The twelve-word Austen

This weekend, New York City Janeites will gather to celebrate The Birthday with a presentation by Jack Wang, half of the duo behind the adorable Cozy Classics board books.


The Cozy Classics compress famous novels into twelve one- or two-syllable words accompanying charming and surprisingly expressive needle-felted illustrations by Wang’s twin brother, Holman.


Needless to say, the stories are radically abridged. The Cozy Classics Pride and Prejudice leaves out Lydia and Wickham, and the Emma has no room for Jane Fairfax. (Presumably, however, the Cozy Classics War and Peace, boiled down to a mere three characters, is an even greater shock for Tolstoy fans.)
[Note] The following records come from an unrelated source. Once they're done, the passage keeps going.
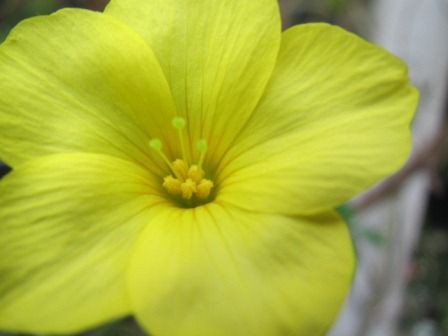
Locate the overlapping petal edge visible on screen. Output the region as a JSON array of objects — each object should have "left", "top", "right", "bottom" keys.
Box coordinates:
[{"left": 0, "top": 0, "right": 417, "bottom": 336}]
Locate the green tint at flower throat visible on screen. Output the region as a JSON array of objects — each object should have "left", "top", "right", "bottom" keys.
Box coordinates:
[{"left": 149, "top": 117, "right": 214, "bottom": 208}]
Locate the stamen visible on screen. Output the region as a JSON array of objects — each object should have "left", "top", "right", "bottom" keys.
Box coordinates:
[
  {"left": 196, "top": 139, "right": 208, "bottom": 169},
  {"left": 171, "top": 117, "right": 188, "bottom": 162},
  {"left": 188, "top": 165, "right": 204, "bottom": 183},
  {"left": 149, "top": 138, "right": 180, "bottom": 178},
  {"left": 180, "top": 179, "right": 196, "bottom": 199},
  {"left": 173, "top": 159, "right": 188, "bottom": 180},
  {"left": 163, "top": 175, "right": 182, "bottom": 195},
  {"left": 196, "top": 179, "right": 214, "bottom": 199}
]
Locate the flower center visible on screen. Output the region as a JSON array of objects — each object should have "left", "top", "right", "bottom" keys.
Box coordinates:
[{"left": 149, "top": 117, "right": 214, "bottom": 201}]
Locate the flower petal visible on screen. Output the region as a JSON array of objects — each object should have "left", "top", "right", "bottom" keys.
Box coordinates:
[
  {"left": 219, "top": 24, "right": 418, "bottom": 214},
  {"left": 0, "top": 9, "right": 175, "bottom": 166},
  {"left": 0, "top": 154, "right": 164, "bottom": 333},
  {"left": 105, "top": 0, "right": 281, "bottom": 162},
  {"left": 129, "top": 204, "right": 354, "bottom": 336}
]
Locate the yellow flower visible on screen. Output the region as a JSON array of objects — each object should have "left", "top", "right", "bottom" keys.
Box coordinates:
[{"left": 0, "top": 0, "right": 417, "bottom": 336}]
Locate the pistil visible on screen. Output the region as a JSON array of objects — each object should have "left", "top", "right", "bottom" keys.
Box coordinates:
[{"left": 149, "top": 117, "right": 214, "bottom": 200}]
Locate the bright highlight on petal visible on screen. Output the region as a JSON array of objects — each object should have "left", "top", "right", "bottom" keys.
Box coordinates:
[
  {"left": 128, "top": 204, "right": 354, "bottom": 336},
  {"left": 217, "top": 24, "right": 418, "bottom": 214},
  {"left": 0, "top": 153, "right": 163, "bottom": 334}
]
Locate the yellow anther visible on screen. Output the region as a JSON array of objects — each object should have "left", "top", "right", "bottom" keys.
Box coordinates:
[
  {"left": 173, "top": 159, "right": 188, "bottom": 180},
  {"left": 196, "top": 179, "right": 214, "bottom": 199},
  {"left": 180, "top": 179, "right": 196, "bottom": 199},
  {"left": 188, "top": 165, "right": 204, "bottom": 183},
  {"left": 163, "top": 175, "right": 182, "bottom": 195}
]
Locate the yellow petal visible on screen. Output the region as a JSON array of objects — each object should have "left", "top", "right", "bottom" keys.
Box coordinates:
[
  {"left": 0, "top": 9, "right": 174, "bottom": 166},
  {"left": 218, "top": 24, "right": 418, "bottom": 214},
  {"left": 0, "top": 154, "right": 164, "bottom": 333},
  {"left": 105, "top": 0, "right": 281, "bottom": 162},
  {"left": 129, "top": 204, "right": 354, "bottom": 336}
]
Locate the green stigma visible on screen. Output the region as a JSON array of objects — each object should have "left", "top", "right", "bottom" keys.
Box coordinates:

Still, a surprisingly large amount of plot survives, at least in embryo. Pride and Prejudice gives us Darcy and Bingley (“friends”), Jane and Elizabeth (“sisters”), Darcy’s insult at the Assembly ball (“dance” and “mean”), Elizabeth’s trip to Netherfield to nurse her ailing sister (“sick” and “muddy”), Darcy’s first proposal and explanatory letter (“yes?” “no!” “write” and “read”) and the happy denouement (“walk” and “marry.”) The economical Emma somehow manages to squeeze in Harriet’s refusal of Robert Martin, Emma’s efforts to pair her with Mr. Elton, Mr. Elton’s proposal, Frank’s rescue of Harriet, and the Box Hill sequence, complete with insult, scolding and repentance.


The Wangs envision their little books as vehicles for building young children’s vocabulary via narrative. And they suggest that parents use the books as jumping-off points for their own versions of the stories, sprinkling in selected quotations from the original. “There’s no right or wrong way to read Cozy Classics,” they promise.


It’s a generous and accessible mode of presenting Austen’s work, but also a tad peculiar, when you think about it. In this formulation, Austen’s novels, the products of one individual’s compelling imaginative vision, become almost like folk tales -- told and retold, reshaped and refashioned, according to the interests and needs of whoever is doing the telling and the listening. Pride and Prejudice or “Little Red Riding Hood”? Whatever. It’s all story.